George Woodbury; Feb. 24, 1937, to Jan. 11, 2021.

If there is one word to describe my dad, it is production. Dad was always busy doing something. He worked until his very last days. Up until the end he had plans to get better. He had so much more he wanted to do.

He played just as hard as he worked, always looking for something to do. He continued to learn and was always interested. When he found something he liked, he would study it and search for the best way to do it. Always improving how it's done. He encouraged us to do anything we were interested in, as long as it was productive.

He was proud of our accomplishments no matter how small. He was born Feb. 24, 1937, in Cleveland, Ohio, and raised in Indiana. He graduated from Purdue University with a degree in forestry. He married our mother, Joey, in 1960, before joining the Air Force.

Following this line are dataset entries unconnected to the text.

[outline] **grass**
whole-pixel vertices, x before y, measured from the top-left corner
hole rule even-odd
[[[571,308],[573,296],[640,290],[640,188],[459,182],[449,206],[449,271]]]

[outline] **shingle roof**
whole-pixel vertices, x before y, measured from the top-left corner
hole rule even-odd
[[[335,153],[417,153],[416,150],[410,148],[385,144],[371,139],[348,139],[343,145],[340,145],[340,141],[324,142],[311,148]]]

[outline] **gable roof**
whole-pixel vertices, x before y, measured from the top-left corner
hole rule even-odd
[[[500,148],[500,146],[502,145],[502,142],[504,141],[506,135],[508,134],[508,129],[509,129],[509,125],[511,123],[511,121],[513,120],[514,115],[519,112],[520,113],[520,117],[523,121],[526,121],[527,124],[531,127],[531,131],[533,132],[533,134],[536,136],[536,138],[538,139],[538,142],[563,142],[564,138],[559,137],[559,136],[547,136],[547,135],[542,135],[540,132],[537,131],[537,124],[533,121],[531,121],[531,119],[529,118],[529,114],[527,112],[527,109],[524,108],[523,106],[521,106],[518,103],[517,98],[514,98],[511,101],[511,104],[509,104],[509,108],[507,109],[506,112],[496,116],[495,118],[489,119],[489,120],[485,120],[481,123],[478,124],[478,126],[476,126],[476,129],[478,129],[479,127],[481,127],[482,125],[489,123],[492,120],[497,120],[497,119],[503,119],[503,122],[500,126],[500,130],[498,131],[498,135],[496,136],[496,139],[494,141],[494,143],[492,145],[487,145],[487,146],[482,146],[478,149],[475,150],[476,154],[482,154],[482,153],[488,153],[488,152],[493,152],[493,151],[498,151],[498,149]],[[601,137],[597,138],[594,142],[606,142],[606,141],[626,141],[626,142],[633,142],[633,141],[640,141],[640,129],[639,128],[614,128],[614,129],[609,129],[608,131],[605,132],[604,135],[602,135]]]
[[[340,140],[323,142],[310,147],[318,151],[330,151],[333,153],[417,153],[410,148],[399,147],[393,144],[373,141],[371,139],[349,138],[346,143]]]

He spent five years in the U.S. Air Force as a navigator. He flew reconnaissance over Cuba during the Cuban missile crisis.

George and Joey enjoyed their time in the service exploring new places to live. In 1965 they moved to Thorne Bay, Alaska. George worked laying out timber sales and building logging roads. He became timber division manager for Ketchikan Pulp Co. (Louisiana Pacific) and moved to Ketchikan in 1969. In 1986 he became vice president of Alaska Pulp Corp. in Sitka. He later started his own business as a timber consultant.

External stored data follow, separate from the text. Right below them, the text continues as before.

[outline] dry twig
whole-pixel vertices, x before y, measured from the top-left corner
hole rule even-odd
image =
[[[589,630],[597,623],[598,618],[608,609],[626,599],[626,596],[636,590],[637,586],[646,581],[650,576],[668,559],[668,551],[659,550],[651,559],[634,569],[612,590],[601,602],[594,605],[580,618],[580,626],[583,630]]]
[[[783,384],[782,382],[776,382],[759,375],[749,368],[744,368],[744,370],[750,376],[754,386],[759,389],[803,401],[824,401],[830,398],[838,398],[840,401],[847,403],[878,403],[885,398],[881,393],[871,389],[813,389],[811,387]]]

In the late '90s, he and Joey moved to Wrangell and he worked for Silver Bay Logging. He consulted for Viking Lumber and Alaska Forest Association until his final days.

He was an expert in all things timber and became an icon of the timber industry.

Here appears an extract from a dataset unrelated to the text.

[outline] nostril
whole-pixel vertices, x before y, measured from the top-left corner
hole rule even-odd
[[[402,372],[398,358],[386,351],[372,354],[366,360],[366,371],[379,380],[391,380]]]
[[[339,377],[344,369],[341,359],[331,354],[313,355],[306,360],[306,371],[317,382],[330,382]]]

We were lucky kids, our parents started taking us to Kauai in 1972. We would spend a month there together every year while the woods were shut down in Alaska. He loved Alaska and Hawaii. Later in life, George and Joey spent summers in Wrangell and winters in Kauai.

Dad loved to play golf. All our trips to Hawaii include lots of golf. He liked to swim, body surf, kayak, windsurf, scuba dive, paddleboard and shoot guns and bows. He liked to work with wood. He was a boat captain and a sailor. He enjoyed fishing and hunting. He loved to shop and plan for it. He had a different style: he liked to hunt and fish, although he didn't care if he caught or shot anything. We very rarely caught a fish and just one deer while with me. Come to think of it, he was a terrible fisherman and didn't hunt worth a damn.

He did like to walk in the woods, be on the water, be outdoors, and spend time with us. He went scuba diving with Jill, windsurfed with me, and golfed with Brett, not unheard of to be all in the same day. Brett and Dad were great friends and did all kinds of fun things together. He and our parents lived in the same town in Wrangell and spent every day together, best friends.

My sister Jill, an angel, took care of my parents for almost three years. Jill provided care and comfort that cannot be matched. Mom and dad's late years were as good as they possibly could be. Mom and dad were married for almost 60 years. We lost mom in September 2019. We take comfort that they are now together, in heaven, sitting together on a nice beach, looking at the waves, having a gin and tonic, and visiting with friends.

We are so fortunate that we had such great parents. They will be missed.

George passed peacefully at home with his children in Kauai on Jan. 11, 2021, at age 83. He is survived by his daughter, Jill (John) Forrey; grandchildren Nicholas Mackie, George Mackie, Conner Forrey; great grandchildren Nicholas Mackie, Riley Mackie and Hudson Forrey; son, Scott (Flo) Woodbury and grandchildren Max Woodbury and Jake Woodbury; son Brett (Kristy) Woodbury and grandchildren Stuart Woodbury, Jimmy Baggen and Paige Baggen; brother, Max Woodbury, and sister, Lorna Kennedy.

A funeral service was held Jan. 20 at Saint Raphael Church in Koloa, Hawaii. In lieu of flowers, donations may be sent to Wrangell Golf Club, PO Box 2199, Wrangell, AK 99929, where George was a founding member and life-long supporter.

The family hopes to have a celebration of life in Wrangell this summer.